QAMISHLI, Syria/BEIRUT (Reuters) – A Russian fighter was killed and several others wounded in Syria’s northern province of Aleppo on Monday, a war monitor and a Kurdish security source said.
The Syrian Observatory for Human Rights, which monitors conflict in Syria, said the Russian casualties occurred when their convoy was hit by Turkish shelling.
The security source said the attack came from an area where Turkish troops are deployed and that the wounded were treated in Afrin, an area controlled by Turkish-backed troops.

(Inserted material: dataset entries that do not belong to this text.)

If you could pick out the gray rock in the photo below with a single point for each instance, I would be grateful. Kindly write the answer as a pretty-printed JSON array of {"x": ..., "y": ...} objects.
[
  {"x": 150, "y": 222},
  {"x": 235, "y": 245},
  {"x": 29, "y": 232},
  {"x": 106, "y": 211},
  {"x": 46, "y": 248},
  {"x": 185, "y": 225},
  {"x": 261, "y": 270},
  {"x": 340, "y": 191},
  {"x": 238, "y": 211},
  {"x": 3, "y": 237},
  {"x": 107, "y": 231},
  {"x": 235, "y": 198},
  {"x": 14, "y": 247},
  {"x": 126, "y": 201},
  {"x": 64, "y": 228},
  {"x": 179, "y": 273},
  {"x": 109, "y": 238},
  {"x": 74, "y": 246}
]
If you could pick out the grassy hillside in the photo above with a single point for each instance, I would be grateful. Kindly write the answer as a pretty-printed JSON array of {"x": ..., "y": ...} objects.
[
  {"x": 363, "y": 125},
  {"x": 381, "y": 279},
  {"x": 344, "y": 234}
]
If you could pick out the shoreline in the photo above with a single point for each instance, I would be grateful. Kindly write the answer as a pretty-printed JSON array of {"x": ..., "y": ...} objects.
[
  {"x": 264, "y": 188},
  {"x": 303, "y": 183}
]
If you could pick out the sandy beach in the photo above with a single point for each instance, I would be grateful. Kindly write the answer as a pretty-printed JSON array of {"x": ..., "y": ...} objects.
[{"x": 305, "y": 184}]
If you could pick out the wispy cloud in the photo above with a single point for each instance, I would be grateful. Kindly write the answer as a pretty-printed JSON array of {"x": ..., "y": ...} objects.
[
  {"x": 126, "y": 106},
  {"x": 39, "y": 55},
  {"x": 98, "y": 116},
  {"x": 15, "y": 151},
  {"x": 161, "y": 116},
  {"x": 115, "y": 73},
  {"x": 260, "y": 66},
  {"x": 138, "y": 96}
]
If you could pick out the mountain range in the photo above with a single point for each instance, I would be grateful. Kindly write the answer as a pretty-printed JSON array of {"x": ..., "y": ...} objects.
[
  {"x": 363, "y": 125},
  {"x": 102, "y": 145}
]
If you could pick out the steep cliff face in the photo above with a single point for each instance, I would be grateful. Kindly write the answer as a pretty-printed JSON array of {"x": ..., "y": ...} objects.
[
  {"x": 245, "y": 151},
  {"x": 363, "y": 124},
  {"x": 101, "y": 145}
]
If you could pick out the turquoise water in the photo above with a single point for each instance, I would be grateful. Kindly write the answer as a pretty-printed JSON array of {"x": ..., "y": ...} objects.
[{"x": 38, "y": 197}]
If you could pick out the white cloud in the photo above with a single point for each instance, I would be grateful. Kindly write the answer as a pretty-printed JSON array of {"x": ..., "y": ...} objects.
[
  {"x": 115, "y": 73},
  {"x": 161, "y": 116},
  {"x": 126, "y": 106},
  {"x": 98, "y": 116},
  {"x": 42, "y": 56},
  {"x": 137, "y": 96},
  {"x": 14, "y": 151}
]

The Russian defence ministry did not immediately respond to a Reuters request for comment. Russia intervened in Syria’s conflict in 2015, using air strikes and deploying advisers as well as military police to help Syrian President Bashar al-Assad retake territory from rebels, some of them backed by Turkey.

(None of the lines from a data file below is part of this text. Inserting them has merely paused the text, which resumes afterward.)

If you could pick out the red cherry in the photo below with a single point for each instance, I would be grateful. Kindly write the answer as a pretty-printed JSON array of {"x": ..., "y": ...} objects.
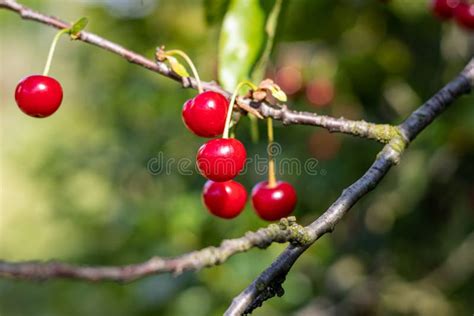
[
  {"x": 221, "y": 159},
  {"x": 224, "y": 199},
  {"x": 444, "y": 9},
  {"x": 271, "y": 204},
  {"x": 38, "y": 96},
  {"x": 464, "y": 14},
  {"x": 205, "y": 114}
]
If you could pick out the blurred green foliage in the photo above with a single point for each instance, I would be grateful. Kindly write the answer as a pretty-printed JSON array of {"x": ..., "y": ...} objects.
[{"x": 77, "y": 187}]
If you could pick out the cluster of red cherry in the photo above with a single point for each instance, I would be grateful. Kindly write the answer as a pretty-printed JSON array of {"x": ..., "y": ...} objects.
[
  {"x": 221, "y": 159},
  {"x": 206, "y": 115},
  {"x": 461, "y": 10}
]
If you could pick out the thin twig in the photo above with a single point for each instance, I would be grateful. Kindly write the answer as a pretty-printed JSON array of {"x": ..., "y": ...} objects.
[
  {"x": 269, "y": 283},
  {"x": 286, "y": 231}
]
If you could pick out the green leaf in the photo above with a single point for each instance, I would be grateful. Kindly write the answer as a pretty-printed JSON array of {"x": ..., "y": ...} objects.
[
  {"x": 77, "y": 27},
  {"x": 241, "y": 41},
  {"x": 177, "y": 67},
  {"x": 214, "y": 10}
]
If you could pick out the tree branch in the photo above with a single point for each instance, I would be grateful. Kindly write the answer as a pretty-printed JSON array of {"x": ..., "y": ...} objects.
[
  {"x": 380, "y": 132},
  {"x": 286, "y": 231},
  {"x": 269, "y": 283}
]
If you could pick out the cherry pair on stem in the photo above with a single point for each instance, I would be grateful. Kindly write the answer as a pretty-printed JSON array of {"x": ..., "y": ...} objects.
[{"x": 220, "y": 160}]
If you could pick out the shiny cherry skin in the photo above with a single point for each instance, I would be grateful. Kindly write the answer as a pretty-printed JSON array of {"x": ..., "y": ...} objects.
[
  {"x": 221, "y": 159},
  {"x": 205, "y": 114},
  {"x": 444, "y": 9},
  {"x": 224, "y": 199},
  {"x": 464, "y": 14},
  {"x": 38, "y": 96},
  {"x": 271, "y": 204}
]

A Turkish defence ministry official said on Monday reports that Turkish forces had shelled positions in Aleppo’s northern countryside and hit Russian armoured vehicle were “untrue.”
The Syrian National Army, an opposition faction backed by Turkey which controls the area near where the attack took place, did not respond to a Reuters request for comment.
A video published by Ronahi TV, a station affiliated with the Kurdish-led autonomous administration in northeast Syria, showed men in fatigues transporting at least two men on stretchers into a Russian helicopter.
The helicopter is then seen taking off. It was not immediately clear where the helicopter was flying to, who the apparently wounded men were or what was being said in the video.
Syria’s 12-year conflict has carved the country into complex zones of control where outside actors – including government allies Russia and Iran, as well as Turkey and the United States – hold significant sway.
In 2015, Turkey shot down a Russian warplane near the Syrian border but Ankara and Moscow have since mended relations. They coordinate joint patrols in northern Syria and Russia is trying to mediate between the governments of Turkey and Syria.